There is still much to be gained from reallocation across sectors. If people’s labor in agriculture has a marginal value of zero, then being able to produce anything – anything at all – would be an improvement. I believe this to often be the case in agricultural regions. The amusingly titled paper “The Continued Existence of Cows Disproves Central Tenets of Capitalism?” explores why people in India keep cows and buffaloes if, valued at prevailing market wages, the return to keeping them is incredibly negative. Only if you say that the marginal value of working more is zero do you make it economically sound. If markets are uncompetitive, and excess farm workers are being kept care of by their family, then we should expect fewer changes in labor supply in response to shocks, and we should expect the number of people in a family to affect labor usage. This is what Merfield (2023) finds – small landholders lack off-farm opportunities and are wasting away in inefficient jobs. Hornbeck, along with Suresh Naidu, has a paper on the 1927 Great Mississippi Flood, which found that places which flooded had many more people migrate out, and that the change in the availability of cheap, somewhat unfree labor led to the use of modern technologies.
A wedge like the hukou system can also come about from subsidies. In India, the massive subsidization of farmers keeps farmers from moving to cities where they would be more productive. Farm subsidies account for 20% of farm income, and 2% of GDP. Interestingly, many of these subsidies are in the form of input subsidies, which in a world with credit restraints can improve welfare. Chakraborty, Chopra, and Contractor (2024) estimate the effects of totally removing farm subsidies, and replacing them with a neutral monetary transfer. They find that it would raise total welfare, and reduce misallocation by 16%. Duranton, Ghani, Goswami, and Kerr (2016) argue that misallocation across districts is as important as misallocation within districts. In other words, the losses from people being unable to move to the places they could earn the most is as large as the losses from efficient firms. Given the profound misallocation among firms (see, for instance, Bloom et al (2013), and many other works). In the Philippines, the government instituted a massive land reform and managed to do everything terribly. They put a cap on landholdings, redistributed the land, and then barred people from selling. Adamopoulos and Restuccia (2020) found that, because people were disincentivized from migrating, agricultural productivity fell by 17%.
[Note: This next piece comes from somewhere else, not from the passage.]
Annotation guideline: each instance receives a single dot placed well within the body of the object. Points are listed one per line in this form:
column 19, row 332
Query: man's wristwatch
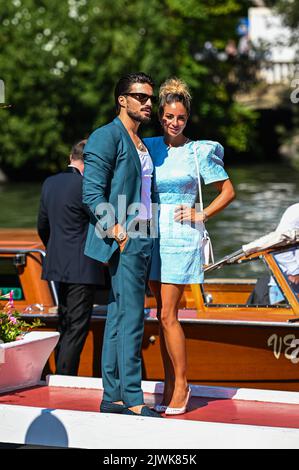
column 120, row 237
column 205, row 216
The natural implication of this is that immigration might be even better than you think. After all, there’s no reason to restrict ourselves to moving from sector to sector within a country. People emigrating, especially from places whose primary economy is agriculture, should raise wages in the home country. Even immigrants who are moving to work in agriculture raise productivity, because now they are being paid their marginal product. In future work, I will look at the effect of emigration opportunities on wages in Britain, but that paper is in the works and will take a bit. Until then, let this be a summary of what I know and think.